The Washington-area hospital administrators who responded to our survey reported nurse-to-surgical-patient ratios in the range of 1-to-4 or higher. California passed a law mandating certain nurse-to-patient ratios, and Maryland is considering it.

Linda Aiken, an RN and nursing professor at the University of Pennsylvania, was the lead investigator of the JAMA study. She estimates 20,000 unnecessary hospital deaths occur each year because of inadequate nursing care. These are not deaths caused by "medical errors," she says, but deaths caused by a lack of caregivers.

The data from the Pennsylvania study are supported by other studies, including one in the New England Journal of Medicine and another by the Joint Commission on Accreditation of Healthcare Organizations. JCAHO tied low levels of nursing staff to one-quarter of all "sentinel events" in US hospitals. A sentinel event is an unexpected death or a serious complication.

Nurses are the eyes and ears of patient care. "You can't have a great hospital without a great nursing staff," says Holy Cross president and CEO Kevin Sexton. He and other hospital administrators say nursing turnover is costly because of the need to advertise for and train new nurses. A few years ago, Holy Cross Hospital worked to increase its nurse-retention rate from 80 to 90 percent, which is considered a good retention rate.

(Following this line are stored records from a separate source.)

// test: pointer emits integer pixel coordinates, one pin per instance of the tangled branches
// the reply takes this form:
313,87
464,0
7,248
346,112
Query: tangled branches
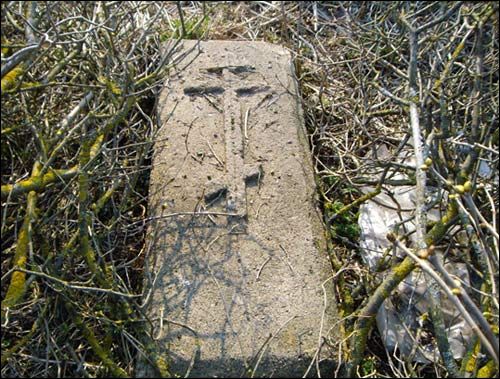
395,94
79,82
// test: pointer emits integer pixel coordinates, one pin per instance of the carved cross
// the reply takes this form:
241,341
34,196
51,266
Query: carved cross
237,174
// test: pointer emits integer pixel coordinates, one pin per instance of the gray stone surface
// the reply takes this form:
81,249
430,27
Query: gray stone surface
237,254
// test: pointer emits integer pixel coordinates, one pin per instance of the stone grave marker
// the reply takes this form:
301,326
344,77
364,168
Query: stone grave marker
238,275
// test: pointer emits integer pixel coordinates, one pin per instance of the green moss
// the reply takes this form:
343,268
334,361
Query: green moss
10,79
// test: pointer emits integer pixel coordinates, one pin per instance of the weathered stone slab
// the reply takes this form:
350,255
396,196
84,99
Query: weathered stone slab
238,256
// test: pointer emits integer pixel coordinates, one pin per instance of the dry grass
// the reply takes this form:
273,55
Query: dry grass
79,243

"It may not seem like a lot, but the difference between an 80- and 90-percent nurse-retention rate is staggering," Sexton says.

Right now, virtually all area hospitals use part-time agency or traveling nurses to fill the gaps. The two area hospitals with the coveted "magnet" status from the American Nurses Association–Inova Fairfax and Georgetown–have less of a problem attracting nurses because of their reputations for empowering RNs. Both hospitals say they have waiting lists of RN applicants. Holy Cross, Mary Washington, and Montgomery General hospitals say they plan to apply for magnet status within a year.

A Washington internist says, "I hear lots of complaints from patients about nursing care. If my patients can afford it, I suggest they hire a private nurse if they're hospitalized, especially during the evening hours."